With tech companies racing to ship AI browser agents and other agentic AI-powered tools, security researchers have warned that these products could open the door to a new class of vulnerabilities and cyber attacks. But Google has suggested a unique way to address these risks: use another AI model to monitor what the AI agents do.
The search giant on Monday, November 8, announced that it is upgrading the Chrome browser with a new security layer comprising a separate large language model (LLM) called ‘User Alignment Critic’ that is isolated from untrusted web content and will vet the actions of the AI browser agent.
The announcement comes as Google looks to upgrade Chrome with agentic capabilities, currently in preview, following the recent integration of its Gemini AI chatbot in the popular web browser (currently accessible only in the US).

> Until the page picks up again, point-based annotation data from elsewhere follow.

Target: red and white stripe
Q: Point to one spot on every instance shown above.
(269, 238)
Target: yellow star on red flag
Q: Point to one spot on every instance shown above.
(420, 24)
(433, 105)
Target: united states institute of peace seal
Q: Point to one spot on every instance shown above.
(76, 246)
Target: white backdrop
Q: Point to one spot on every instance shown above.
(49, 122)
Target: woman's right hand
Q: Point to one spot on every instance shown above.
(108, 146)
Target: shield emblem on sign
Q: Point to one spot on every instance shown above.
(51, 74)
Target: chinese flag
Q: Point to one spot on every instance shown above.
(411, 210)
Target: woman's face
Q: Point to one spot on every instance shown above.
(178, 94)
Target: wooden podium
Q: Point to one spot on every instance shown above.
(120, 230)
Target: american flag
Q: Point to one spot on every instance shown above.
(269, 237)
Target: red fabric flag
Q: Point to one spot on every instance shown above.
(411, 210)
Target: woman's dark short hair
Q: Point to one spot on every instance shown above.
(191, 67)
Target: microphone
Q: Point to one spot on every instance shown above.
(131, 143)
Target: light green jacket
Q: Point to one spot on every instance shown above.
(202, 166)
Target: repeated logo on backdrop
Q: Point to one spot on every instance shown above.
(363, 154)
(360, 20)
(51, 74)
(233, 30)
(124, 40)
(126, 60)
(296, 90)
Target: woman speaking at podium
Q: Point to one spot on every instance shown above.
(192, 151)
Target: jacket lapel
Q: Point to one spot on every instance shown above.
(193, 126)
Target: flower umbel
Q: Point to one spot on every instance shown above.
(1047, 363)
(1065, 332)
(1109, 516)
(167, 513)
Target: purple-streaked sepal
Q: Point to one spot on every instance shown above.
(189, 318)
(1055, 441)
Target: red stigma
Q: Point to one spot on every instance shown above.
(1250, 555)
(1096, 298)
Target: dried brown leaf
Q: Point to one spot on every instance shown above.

Google said it is also adding origin-isolation capabilities in Chrome to constrain what origins the AI agents can interact with. “Our layered defense also includes user confirmations for critical steps, real-time detection of threats, and red-teaming and response,” the Alphabet-owned company said.
This new security architecture in Chrome is designed to mitigate indirect prompt injection attacks, where threat actors hide malicious instructions in iframes and web pages to trick the AI browser agent into carrying out financial transactions or exfiltrating sensitive data from logged in accounts.
A few months ago, security researchers at Brave had flagged a potential vulnerability in Perplexity’s agentic AI browser, Comet, that could allow attackers to maliciously instruct the browser agent via indirect prompt injection and gain access to sensitive user data, including emails, banking passwords, and other personal information.
Antigravity, Google’s new AI agent-driven software development platform, is also prone to indirect prompt injection attacks, and this has been classified as a known issue by the company on its bug-hunting page.
– User Alignment Critic: It is an isolated Gemini model that is designed to double-check each proposed action by the ‘planner model’. If the action is misaligned, the model will veto it and provide feedback to the planner model so that it can re-formulate its plan.
– Origin Sets: This feature restricts the AI agent’s access to the web and only permits interactions with specific sites that are related to the task at hand, or data that the user has chosen to share with the agent.
-User control and oversight: In addition to Chrome’s real-time scanning that detects more traditional scams, the browser will also run a prompt injection classifier to check every page it sees for indirect prompt injection.
Google further said that it has developed automated red-teaming systems that generate test sites and LLM-driven attacks to continuously test its own defenses. The tech giant has also announced bounty payments of up to $20,000 for anyone who flags breaches in the new security layer.